Налимов. Да на кой мне ее черт?.. (В сторону.) Ах! какая мысль пришла мне в голову... Хорошо, ей-богу, хорошо. (Подходит к картине.) Картина удивительная в самом деле... вы дешево ее не отдавайте, она, я думаю, тысячи две или три стоит.
Лоскутков (с радостью). Три тысячи!.. Благодетель... Неужели?
Налимов. Она должна быть работы Микель Анжело - как бишь еще? - Вуэнаротти... да, Буэнаротти... или Рафаэля Сакцио... Сакцио... позабыл, ну да всё равно... я сам у вас этой картины купить не могу, я порекомендовать могу.
Лоскутков. Благодетель! я в ножки поклонюсь... Публиковал уж в "Полицейской газете": за смертью художника продается-де картина отличной немецкой работы, с изображением трех собак, двух свиней и барана и человека в черкесской шапке,- да что-то никто не является...
Налимов. Хорошо, постараюсь!.. Сегодня же, может быть, к вам придут смотреть... Ну а уж вы насчет Лизаветы Потаповны?...
Лоскутков. С удовольствием... вы только подарочек приготовьте... так, тысячки две ассигнациями... что вам стоит для будущего тестя похлопотать!.. да, знаете, поскорей. На днях бы и свадьбу сыграли - вот покуда и подвенечное платье есть... вчера принесли... Женился молодчик какой-то... через недельку всё приданое проиграл... а на другую уж и есть нечего... подвенечное платье побоку... ха-ха-ха! Суета сует! А Лизе оно как раз впору... коротенько немножко, ну да кто же на ноги у невесты станет смотреть.
Налимов. Грех, Потап Иванович, насчет таких подарочков толковать... ну да уж что с вами делать... может быть, как-нибудь и достану... А покуда прощайте.
Лоскутков. Не забудьте же картину порекомендовать... А как зовут художника, который ее рисовал?.. Неравно, знаете, покупатель зайдет... хорошо этак ему запустить.
Налимов (в дверях). Микель Анжело Буэнаротти. (Уходит.)
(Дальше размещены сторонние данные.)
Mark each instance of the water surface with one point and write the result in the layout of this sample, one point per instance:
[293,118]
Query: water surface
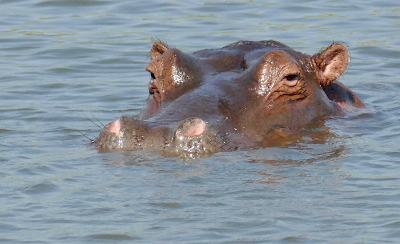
[62,61]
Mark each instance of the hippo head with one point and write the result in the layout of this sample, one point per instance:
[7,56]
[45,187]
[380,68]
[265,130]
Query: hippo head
[228,98]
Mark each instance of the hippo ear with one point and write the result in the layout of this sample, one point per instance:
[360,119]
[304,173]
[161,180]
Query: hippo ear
[157,49]
[190,127]
[331,63]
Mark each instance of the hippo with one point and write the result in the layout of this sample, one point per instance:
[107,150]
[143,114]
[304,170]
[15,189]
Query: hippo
[241,96]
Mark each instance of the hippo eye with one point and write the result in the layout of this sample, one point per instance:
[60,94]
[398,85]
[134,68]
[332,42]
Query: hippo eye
[292,77]
[153,77]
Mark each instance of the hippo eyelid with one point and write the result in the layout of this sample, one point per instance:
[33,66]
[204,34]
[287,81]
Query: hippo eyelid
[292,77]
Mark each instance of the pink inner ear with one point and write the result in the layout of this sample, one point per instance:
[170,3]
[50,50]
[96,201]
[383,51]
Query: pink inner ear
[196,129]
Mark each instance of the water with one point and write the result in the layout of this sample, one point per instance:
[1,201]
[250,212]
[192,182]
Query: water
[62,61]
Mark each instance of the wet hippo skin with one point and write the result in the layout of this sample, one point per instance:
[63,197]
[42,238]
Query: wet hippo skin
[236,97]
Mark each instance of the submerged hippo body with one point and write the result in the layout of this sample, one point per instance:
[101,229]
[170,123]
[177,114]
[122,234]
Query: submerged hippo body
[238,96]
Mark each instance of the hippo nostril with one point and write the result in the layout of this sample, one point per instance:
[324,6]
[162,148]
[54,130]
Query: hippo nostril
[115,127]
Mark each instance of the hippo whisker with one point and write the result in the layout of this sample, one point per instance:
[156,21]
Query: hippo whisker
[90,139]
[100,127]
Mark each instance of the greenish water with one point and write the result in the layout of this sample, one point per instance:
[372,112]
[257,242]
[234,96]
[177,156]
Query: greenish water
[62,61]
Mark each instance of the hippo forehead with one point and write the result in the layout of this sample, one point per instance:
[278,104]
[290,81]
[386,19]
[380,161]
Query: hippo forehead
[246,51]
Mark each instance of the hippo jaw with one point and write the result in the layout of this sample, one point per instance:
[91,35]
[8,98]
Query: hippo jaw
[192,138]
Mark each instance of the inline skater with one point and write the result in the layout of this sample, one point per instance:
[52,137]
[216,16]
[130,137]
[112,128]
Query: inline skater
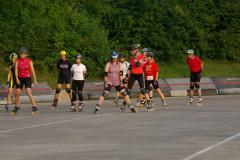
[24,67]
[151,77]
[113,74]
[136,72]
[125,66]
[79,74]
[64,66]
[11,80]
[196,68]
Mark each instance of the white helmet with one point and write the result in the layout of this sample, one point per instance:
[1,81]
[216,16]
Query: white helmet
[190,51]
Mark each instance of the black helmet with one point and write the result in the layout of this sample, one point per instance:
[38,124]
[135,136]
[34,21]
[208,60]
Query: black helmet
[122,55]
[135,46]
[23,50]
[150,54]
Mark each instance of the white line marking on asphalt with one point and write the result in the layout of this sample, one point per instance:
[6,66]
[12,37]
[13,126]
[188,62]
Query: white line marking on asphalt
[47,124]
[212,147]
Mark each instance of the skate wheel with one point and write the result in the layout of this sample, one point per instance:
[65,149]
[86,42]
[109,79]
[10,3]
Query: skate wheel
[79,110]
[72,110]
[35,113]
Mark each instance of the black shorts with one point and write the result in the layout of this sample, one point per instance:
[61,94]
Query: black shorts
[24,81]
[118,88]
[64,80]
[12,84]
[195,76]
[138,77]
[77,85]
[149,82]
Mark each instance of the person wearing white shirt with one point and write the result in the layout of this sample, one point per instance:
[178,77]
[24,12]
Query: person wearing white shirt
[79,74]
[125,66]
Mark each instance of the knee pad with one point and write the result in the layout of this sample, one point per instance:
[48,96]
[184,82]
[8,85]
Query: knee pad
[73,92]
[143,91]
[197,86]
[191,86]
[79,93]
[150,88]
[58,90]
[68,90]
[129,91]
[124,94]
[105,94]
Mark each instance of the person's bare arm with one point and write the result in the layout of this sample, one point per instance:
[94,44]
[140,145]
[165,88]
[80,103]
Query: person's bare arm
[33,72]
[16,73]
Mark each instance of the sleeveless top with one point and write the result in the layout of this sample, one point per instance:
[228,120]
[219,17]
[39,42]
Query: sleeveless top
[24,67]
[113,77]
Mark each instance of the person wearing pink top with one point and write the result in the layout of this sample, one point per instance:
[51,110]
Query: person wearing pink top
[113,77]
[24,67]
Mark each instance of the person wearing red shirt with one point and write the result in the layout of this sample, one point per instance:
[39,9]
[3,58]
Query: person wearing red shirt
[136,71]
[151,78]
[196,68]
[23,69]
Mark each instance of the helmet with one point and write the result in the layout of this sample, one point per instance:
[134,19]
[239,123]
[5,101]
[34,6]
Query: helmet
[135,46]
[78,56]
[190,51]
[145,50]
[63,53]
[23,50]
[13,56]
[114,54]
[122,55]
[150,54]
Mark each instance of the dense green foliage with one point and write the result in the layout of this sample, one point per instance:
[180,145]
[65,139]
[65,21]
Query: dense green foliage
[95,27]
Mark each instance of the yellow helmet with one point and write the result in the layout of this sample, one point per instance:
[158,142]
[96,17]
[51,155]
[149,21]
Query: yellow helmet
[13,56]
[63,53]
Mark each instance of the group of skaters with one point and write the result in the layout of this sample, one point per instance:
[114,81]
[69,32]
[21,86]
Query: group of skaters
[118,74]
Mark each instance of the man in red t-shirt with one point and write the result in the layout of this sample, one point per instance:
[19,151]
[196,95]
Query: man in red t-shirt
[196,68]
[136,71]
[151,77]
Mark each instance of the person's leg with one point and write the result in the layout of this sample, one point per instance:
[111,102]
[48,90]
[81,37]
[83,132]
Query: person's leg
[68,90]
[10,90]
[29,93]
[126,99]
[74,93]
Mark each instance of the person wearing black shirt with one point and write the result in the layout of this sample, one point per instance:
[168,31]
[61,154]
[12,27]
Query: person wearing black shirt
[64,66]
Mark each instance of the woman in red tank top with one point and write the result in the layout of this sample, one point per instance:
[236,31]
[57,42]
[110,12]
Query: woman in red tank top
[24,67]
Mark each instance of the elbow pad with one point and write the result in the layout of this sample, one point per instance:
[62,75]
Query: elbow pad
[137,64]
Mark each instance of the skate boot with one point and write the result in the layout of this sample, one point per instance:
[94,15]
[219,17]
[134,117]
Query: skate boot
[14,111]
[190,100]
[150,106]
[138,106]
[165,104]
[199,103]
[80,107]
[54,105]
[115,102]
[97,109]
[6,107]
[122,109]
[133,109]
[143,103]
[35,111]
[72,108]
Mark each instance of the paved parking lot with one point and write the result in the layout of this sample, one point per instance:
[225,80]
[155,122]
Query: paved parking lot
[208,132]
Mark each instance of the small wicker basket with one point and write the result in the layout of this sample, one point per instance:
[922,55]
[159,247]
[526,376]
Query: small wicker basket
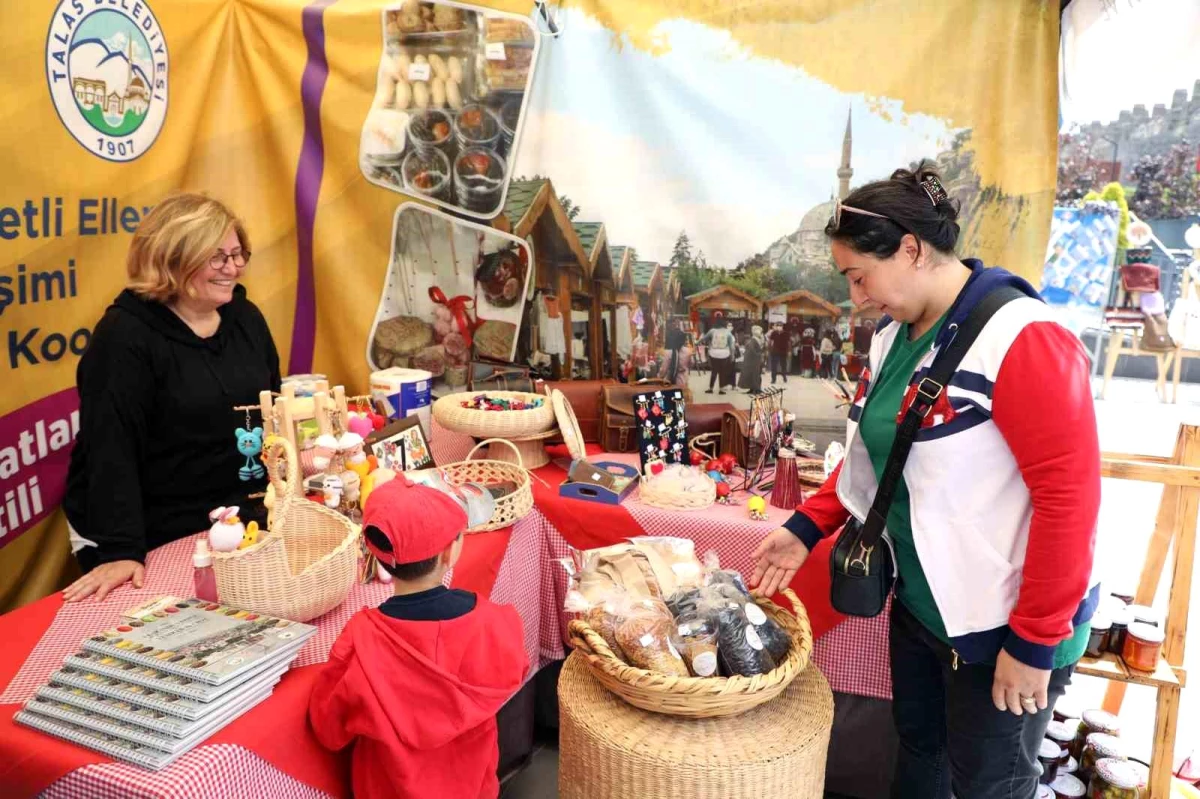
[699,697]
[509,508]
[651,494]
[304,566]
[495,424]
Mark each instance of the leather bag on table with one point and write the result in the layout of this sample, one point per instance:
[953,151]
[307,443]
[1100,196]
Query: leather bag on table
[587,402]
[618,425]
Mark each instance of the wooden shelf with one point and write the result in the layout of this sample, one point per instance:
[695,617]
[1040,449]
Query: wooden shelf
[1110,667]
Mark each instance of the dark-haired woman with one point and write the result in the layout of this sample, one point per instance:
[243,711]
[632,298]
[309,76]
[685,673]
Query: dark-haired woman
[994,522]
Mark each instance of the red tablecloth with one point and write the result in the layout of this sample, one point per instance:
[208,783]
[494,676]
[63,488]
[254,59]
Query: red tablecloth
[270,750]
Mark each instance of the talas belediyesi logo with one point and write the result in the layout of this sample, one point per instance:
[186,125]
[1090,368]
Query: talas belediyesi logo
[107,68]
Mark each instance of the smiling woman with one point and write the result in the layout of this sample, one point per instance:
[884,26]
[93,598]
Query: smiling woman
[178,349]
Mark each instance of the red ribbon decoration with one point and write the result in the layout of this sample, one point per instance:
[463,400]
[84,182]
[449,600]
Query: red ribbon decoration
[457,307]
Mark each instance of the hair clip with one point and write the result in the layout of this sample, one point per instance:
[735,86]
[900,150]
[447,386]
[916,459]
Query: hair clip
[935,190]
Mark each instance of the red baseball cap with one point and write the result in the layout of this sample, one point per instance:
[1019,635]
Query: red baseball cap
[418,521]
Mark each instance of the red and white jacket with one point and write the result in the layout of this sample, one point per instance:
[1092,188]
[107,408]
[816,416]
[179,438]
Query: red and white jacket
[1003,482]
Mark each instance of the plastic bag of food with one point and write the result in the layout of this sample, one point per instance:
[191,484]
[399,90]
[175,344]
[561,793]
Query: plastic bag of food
[739,649]
[646,635]
[697,643]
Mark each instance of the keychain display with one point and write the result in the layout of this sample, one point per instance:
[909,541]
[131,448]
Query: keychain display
[250,444]
[663,428]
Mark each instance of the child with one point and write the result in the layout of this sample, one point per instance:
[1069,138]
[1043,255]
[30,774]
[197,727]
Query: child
[415,684]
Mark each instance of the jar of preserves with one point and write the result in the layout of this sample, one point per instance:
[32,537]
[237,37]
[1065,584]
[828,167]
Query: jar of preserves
[1048,756]
[1120,620]
[1062,733]
[1068,787]
[1099,746]
[1114,780]
[1098,637]
[1143,647]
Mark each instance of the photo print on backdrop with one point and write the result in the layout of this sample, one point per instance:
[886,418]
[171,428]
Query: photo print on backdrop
[449,101]
[454,290]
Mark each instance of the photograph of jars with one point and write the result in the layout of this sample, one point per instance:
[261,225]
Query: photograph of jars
[479,179]
[477,126]
[432,130]
[427,174]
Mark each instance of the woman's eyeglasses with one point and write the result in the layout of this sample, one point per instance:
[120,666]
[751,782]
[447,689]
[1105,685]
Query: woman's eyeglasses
[220,258]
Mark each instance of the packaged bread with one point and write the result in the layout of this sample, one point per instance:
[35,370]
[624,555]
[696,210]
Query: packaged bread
[646,638]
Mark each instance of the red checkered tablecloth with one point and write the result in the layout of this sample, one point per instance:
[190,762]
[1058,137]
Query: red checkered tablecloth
[852,655]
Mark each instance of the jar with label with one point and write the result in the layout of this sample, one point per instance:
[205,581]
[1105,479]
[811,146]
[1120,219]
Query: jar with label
[1143,647]
[697,643]
[1115,780]
[1068,787]
[1099,746]
[1121,620]
[1048,757]
[1098,638]
[1062,733]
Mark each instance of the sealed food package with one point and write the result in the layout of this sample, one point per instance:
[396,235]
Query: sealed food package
[739,648]
[646,637]
[697,643]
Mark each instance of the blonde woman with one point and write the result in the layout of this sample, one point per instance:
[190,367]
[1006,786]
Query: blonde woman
[167,362]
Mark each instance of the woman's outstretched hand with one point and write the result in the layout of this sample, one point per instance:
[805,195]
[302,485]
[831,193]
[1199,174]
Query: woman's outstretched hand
[777,560]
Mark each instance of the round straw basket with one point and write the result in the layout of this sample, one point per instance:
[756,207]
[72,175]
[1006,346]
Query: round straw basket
[493,424]
[509,508]
[304,566]
[682,500]
[699,697]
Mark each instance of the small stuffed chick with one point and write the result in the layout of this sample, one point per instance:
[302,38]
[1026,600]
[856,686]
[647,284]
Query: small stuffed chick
[227,532]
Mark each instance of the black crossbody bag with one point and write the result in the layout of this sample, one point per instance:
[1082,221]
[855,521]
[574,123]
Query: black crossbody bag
[863,570]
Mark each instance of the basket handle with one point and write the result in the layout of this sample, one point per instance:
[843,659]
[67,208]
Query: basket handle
[279,446]
[495,440]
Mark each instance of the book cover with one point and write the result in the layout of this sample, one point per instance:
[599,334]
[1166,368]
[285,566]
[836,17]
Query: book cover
[162,700]
[155,720]
[202,641]
[136,733]
[160,680]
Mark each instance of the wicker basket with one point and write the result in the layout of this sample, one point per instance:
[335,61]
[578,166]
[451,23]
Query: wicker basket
[304,566]
[677,499]
[508,509]
[493,424]
[699,697]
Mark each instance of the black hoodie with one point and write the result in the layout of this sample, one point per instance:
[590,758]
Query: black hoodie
[156,449]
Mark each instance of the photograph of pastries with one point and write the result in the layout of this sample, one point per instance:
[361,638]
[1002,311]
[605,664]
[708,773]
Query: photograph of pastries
[447,103]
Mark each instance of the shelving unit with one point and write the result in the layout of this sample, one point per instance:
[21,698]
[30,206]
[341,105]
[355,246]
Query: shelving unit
[1175,534]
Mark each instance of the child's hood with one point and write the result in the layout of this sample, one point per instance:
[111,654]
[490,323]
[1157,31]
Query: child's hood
[441,679]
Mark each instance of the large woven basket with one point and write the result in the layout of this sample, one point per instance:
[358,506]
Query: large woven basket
[495,424]
[304,566]
[699,697]
[509,508]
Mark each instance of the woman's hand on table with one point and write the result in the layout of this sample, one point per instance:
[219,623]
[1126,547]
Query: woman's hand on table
[103,578]
[777,560]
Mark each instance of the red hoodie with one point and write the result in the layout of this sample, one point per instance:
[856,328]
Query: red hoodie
[419,701]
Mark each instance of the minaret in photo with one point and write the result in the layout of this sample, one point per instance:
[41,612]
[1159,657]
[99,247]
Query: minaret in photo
[845,172]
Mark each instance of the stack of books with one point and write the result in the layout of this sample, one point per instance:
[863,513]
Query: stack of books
[165,678]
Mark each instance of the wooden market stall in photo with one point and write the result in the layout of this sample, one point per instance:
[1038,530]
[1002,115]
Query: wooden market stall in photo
[562,268]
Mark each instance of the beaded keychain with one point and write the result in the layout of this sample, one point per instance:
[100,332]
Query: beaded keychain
[250,444]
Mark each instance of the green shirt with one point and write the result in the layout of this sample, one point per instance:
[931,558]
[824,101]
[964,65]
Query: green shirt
[877,426]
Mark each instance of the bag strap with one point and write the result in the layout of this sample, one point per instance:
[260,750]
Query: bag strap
[929,391]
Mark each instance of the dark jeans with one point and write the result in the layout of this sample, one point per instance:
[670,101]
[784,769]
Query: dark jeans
[778,366]
[952,737]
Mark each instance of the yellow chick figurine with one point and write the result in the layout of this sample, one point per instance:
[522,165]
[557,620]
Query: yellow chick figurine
[251,536]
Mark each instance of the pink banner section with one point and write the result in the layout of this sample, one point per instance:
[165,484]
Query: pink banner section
[35,450]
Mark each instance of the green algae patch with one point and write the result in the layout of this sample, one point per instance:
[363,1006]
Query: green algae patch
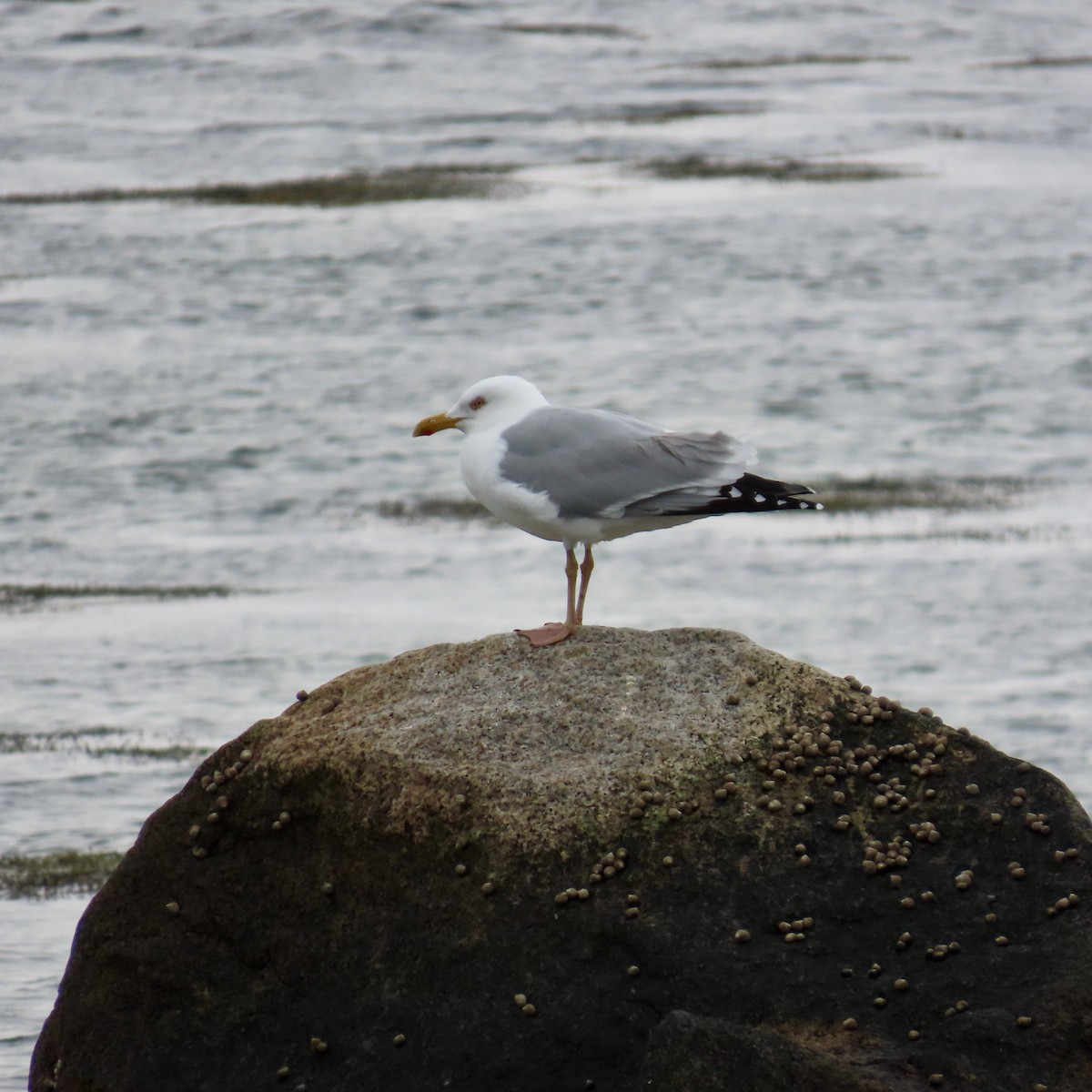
[568,30]
[99,742]
[352,188]
[459,509]
[775,169]
[793,59]
[28,595]
[885,494]
[66,872]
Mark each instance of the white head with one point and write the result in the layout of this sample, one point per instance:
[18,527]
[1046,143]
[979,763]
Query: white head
[490,403]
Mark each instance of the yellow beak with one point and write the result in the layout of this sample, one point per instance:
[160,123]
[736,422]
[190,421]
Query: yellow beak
[436,424]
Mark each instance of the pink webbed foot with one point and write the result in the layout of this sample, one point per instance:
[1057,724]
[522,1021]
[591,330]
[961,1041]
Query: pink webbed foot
[551,632]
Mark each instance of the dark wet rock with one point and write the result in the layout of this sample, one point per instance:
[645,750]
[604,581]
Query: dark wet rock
[449,872]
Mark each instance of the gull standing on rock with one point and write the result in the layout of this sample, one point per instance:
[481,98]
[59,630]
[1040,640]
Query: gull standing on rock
[591,475]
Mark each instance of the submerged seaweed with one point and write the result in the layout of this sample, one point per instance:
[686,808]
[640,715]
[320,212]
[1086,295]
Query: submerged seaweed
[776,169]
[66,872]
[353,188]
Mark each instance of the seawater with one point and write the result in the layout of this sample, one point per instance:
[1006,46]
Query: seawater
[205,396]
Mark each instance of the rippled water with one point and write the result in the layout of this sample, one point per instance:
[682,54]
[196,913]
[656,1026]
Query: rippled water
[202,396]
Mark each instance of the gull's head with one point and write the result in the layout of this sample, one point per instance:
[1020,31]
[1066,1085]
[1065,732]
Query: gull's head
[490,403]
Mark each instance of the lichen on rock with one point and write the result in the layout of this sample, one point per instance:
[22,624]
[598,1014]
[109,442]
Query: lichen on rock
[667,861]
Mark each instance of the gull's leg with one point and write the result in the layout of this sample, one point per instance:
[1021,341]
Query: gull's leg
[554,632]
[585,576]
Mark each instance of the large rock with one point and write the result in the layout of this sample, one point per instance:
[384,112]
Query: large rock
[667,861]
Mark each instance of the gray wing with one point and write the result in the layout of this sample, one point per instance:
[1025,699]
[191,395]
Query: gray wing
[596,464]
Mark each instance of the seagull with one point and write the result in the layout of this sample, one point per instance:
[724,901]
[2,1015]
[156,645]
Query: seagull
[585,476]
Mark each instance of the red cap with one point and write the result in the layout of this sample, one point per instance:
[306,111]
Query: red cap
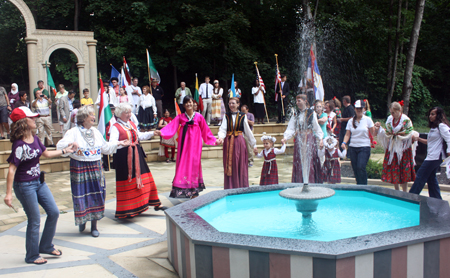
[22,112]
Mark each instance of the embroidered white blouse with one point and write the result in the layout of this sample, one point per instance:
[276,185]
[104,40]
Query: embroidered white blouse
[85,152]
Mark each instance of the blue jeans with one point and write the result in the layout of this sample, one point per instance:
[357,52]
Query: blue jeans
[31,194]
[359,158]
[427,174]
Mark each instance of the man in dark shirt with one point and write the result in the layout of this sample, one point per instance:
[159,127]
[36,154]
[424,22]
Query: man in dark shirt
[158,94]
[347,114]
[23,100]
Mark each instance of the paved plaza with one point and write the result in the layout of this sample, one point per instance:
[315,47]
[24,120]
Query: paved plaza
[125,248]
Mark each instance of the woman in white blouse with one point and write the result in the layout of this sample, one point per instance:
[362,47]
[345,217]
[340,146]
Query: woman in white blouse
[258,92]
[235,157]
[439,132]
[360,129]
[147,109]
[86,175]
[304,126]
[135,187]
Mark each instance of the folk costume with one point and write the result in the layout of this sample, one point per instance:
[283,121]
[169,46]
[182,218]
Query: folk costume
[269,173]
[167,143]
[331,168]
[136,189]
[87,179]
[235,157]
[398,164]
[304,126]
[188,180]
[218,107]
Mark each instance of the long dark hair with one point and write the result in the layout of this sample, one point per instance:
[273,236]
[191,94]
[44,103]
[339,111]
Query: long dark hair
[440,117]
[19,129]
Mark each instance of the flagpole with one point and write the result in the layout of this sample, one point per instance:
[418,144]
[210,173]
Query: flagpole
[279,86]
[149,75]
[264,99]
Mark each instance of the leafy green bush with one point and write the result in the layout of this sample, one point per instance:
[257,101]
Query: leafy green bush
[374,169]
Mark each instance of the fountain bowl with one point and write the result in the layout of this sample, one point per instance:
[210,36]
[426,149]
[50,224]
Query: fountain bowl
[197,249]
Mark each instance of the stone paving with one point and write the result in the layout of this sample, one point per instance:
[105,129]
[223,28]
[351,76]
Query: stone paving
[134,247]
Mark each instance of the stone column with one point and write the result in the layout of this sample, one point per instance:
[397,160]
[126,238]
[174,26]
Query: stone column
[32,64]
[81,79]
[93,76]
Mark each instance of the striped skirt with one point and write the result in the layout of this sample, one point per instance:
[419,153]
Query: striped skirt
[132,201]
[88,190]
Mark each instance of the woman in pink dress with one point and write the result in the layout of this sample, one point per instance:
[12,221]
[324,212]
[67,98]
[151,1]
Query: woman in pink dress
[188,180]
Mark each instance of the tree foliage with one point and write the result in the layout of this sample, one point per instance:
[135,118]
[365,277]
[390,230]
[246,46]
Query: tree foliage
[219,38]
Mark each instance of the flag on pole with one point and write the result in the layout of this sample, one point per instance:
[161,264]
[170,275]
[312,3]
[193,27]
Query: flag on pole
[316,77]
[152,69]
[197,96]
[277,80]
[105,114]
[233,89]
[177,108]
[50,80]
[114,73]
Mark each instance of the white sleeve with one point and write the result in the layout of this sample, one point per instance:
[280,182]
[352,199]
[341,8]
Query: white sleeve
[290,130]
[342,154]
[114,135]
[248,133]
[280,151]
[155,109]
[316,127]
[223,128]
[445,133]
[145,135]
[69,138]
[107,147]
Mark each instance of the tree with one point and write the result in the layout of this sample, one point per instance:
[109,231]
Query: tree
[407,85]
Лоскутков (один). Буанаротти... Буонаротти... какая фамилия странная... что за Буонаротти?.. должно быть, бестия чрезвычайная был! из самой фамилии видно... Вот когда бы за картину тысячки три в самом деле взять... да с Ивана Федорыча тысячки две... вот бы оно и того... можно бы трески купить и другие лакомства дозволить себе... Добрейший человек Иван Федорыч, только я дочери так ему не отдам... жирен будешь!.. Стыдитесь, говорит,- вот те раз; да чего же тут стыдиться? А опять пусть даже было бы и стыдно, а деньги всё-таки следует взять... деньги великое дело, я за деньги готов на всё решиться. Вот черта так совсем в свете нет: я несколько раз призывал его - хотел душу продать, и дешево бы взял, ей-богу, за пустяки отдал бы... не является! Вот поди - верь тут ученым!.. Я и ничему не учился, да поскорей их собственным умом добрался, в чем штука-то... как сам денег-то не накопишь, так черт тебе их не даст. Нет, она, денежка-то, мудрено достается. Много я труда положил.
Было года мне четыре,
Как отец сказал:
"Вздор, дитя мое, всё в мире,
Дело - капитал".
И совет его премудрый
Не остался так:
У родителя наутро
Я украл пятак.
С той поры к монете звонкой
Страсть вдруг получив,
Стал у всех я собачонкой,
Кто богат и чив.
Руки им из угожденья
Я лизал, как льстец,
И семи лет от рожденья
Был уж я подлец!
Вскоре свыкся понемногу
С ролею скупца
И, ложась, молился богу,
Чтоб прибрал отца.
Добрый, нежный был родитель,
Но в урочный час
Скрылся в горнюю обитель,
Навсегда угас!
Я не вынес тяжкой раны,
Я на труп упал
И, обшарив все карманы,
Горько зарыдал.
Продал всё, что было можно
Хоть за грош продать,
И деньжонки осторожно
Начал в рост пускать.
Чтоб нажиться, лез из кожи,
Лук да редьку ел,
Ни спины, ни рук, ни рожи,
Верьте, не жалел.
Всех завел, провел и вывел,
С кем сойтись пришлось,
И, пока не оплешивел,
Брал процент с волос:
По картинке новомодной
Их я отпускал
И в цирюльню ежегодно
Косу продавал.
Вот теперь зато, под старость,
Есть немножко тут (показывая на карман),
Пусть приходят люди в ярость,
Говорят: он плут!
И за что ж бранить за это,
Мне отец сказал:
"Честь - фальшивая монета,
Плутни - капитал!"
И черт знает как нынче испортился свет! Молодые люди совсем перестали кутить; а который и кутнет - смотри год-другой, а на третий и образумится... и уж к тебе ни ногой! Благородные разные страсти у людей были: в картишки иной мотнет - па другой день, глядишь, жена с салопом к тебе и бежит! А нынче дрянь, сущая дрянь! Преферанс копеечный! грош проиграют, да после толков на рубль... и уж из благородных людей к нашему брату - почти никого... разве отставная кухарка к тебе с Песков какая-нибудь забежит... кофейку захочет выпить... притащит целый ворох тряпья: посмотреть много, а за всё-то десять копеек напросится.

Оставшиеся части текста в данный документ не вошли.